I know that Badiou, a continental philosopher is interested in both Set and Category Theory, calling the first ‘the very site of ontology’. What he means by that I do not know; (but Scruton says that ‘the jargon of set theory is waved like a magician’s wand, to give authority to bursts of all but unintelligible metaphysics’). From what I hear, he’s meant to be in vogue in certain American and European campuses.

Posted by: mozibur ullah on December 20, 2012 1:53 AM | Permalink | Reply to this

Re: What Can Category Theory Do For Philosophy?

I’ve never found Scruton to be a very good philosophical guide, myself. He’s always seemed more interested in polemic and scoring points on his political opponents than in reaching genuine understanding.

I found Badiou (in Number and Numbers) hard going, but worthwhile. He’s a very old-fashioned set-theoretic realist, very much in the tradition of Cantor. His idea, basically, is that the ontology of science (does/should?) consist of re-presentations of the ontology of mathematics, and he makes use of set theory since that’s the most plausible way of forming an ontology for all of mathematics. This is a very Quinean idea, except that he thinks that the linguistic turn was a fruitful mistake – weak systems have too many models, which makes them inadequate for use in ontology, on his view.
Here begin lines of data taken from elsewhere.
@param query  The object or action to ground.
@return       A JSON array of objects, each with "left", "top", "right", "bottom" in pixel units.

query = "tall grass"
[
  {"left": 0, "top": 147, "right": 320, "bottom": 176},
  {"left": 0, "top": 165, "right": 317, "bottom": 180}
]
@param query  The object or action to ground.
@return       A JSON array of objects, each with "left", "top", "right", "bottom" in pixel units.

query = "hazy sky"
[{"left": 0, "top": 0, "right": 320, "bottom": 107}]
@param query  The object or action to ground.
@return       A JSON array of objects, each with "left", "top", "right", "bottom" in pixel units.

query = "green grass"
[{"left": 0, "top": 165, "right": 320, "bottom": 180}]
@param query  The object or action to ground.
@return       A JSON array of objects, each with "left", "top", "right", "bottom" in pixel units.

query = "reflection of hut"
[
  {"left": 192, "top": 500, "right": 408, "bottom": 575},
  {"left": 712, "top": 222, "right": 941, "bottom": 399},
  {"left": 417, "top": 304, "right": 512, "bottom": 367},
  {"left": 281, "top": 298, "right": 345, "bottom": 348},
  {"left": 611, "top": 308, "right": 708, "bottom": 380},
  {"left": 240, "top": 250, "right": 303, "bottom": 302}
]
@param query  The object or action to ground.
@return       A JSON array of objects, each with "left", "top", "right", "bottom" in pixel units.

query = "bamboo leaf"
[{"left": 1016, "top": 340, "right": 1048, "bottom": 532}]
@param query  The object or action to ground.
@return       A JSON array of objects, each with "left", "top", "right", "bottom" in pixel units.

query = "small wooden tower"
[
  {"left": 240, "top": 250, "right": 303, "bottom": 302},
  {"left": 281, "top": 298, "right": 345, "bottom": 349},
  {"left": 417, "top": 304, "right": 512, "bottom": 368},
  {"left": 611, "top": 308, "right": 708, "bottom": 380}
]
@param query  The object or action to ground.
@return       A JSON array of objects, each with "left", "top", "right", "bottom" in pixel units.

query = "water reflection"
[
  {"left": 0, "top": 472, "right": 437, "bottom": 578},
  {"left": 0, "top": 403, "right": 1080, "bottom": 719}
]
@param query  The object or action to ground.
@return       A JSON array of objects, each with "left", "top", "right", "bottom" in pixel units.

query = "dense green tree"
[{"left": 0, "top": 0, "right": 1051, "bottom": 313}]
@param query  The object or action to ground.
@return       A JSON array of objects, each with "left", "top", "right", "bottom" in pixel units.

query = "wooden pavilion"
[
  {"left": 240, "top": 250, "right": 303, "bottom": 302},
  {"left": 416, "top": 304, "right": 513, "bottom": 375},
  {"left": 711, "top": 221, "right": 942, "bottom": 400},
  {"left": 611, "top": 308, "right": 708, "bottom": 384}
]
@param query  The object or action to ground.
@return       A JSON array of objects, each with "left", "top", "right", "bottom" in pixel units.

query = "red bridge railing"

To a type theorist like myself, this is a very stimulating argument: Badiou basically completely rejects the inductive constructions that underpin type theory. Instead, he prefers viewing numbers in a sort of Dedekind/Frege impredicative style, where the induction principle tells you what numbers are. This is, incidentally, almost a categorical structuralist view of number, even though Badiou is explicitly a realist who rejects the ontology of structuralism.

It’s very interesting to see a philosopher identify the extraordinary significance of the Dedekind/Frege program of formalizing number. I have the impression that he regards the failure of this program in much the same way that Cantor regarded the absolute infinite: he sees its inexpressibility as a limitation of finitary syntax, rather than an indication of its nonexistence. (However, I remain fascinated by this program because it seems barely possible that it could be salvaged using the theory of parametricity for System F, which offers a differing account of impredicativity than set theory does.)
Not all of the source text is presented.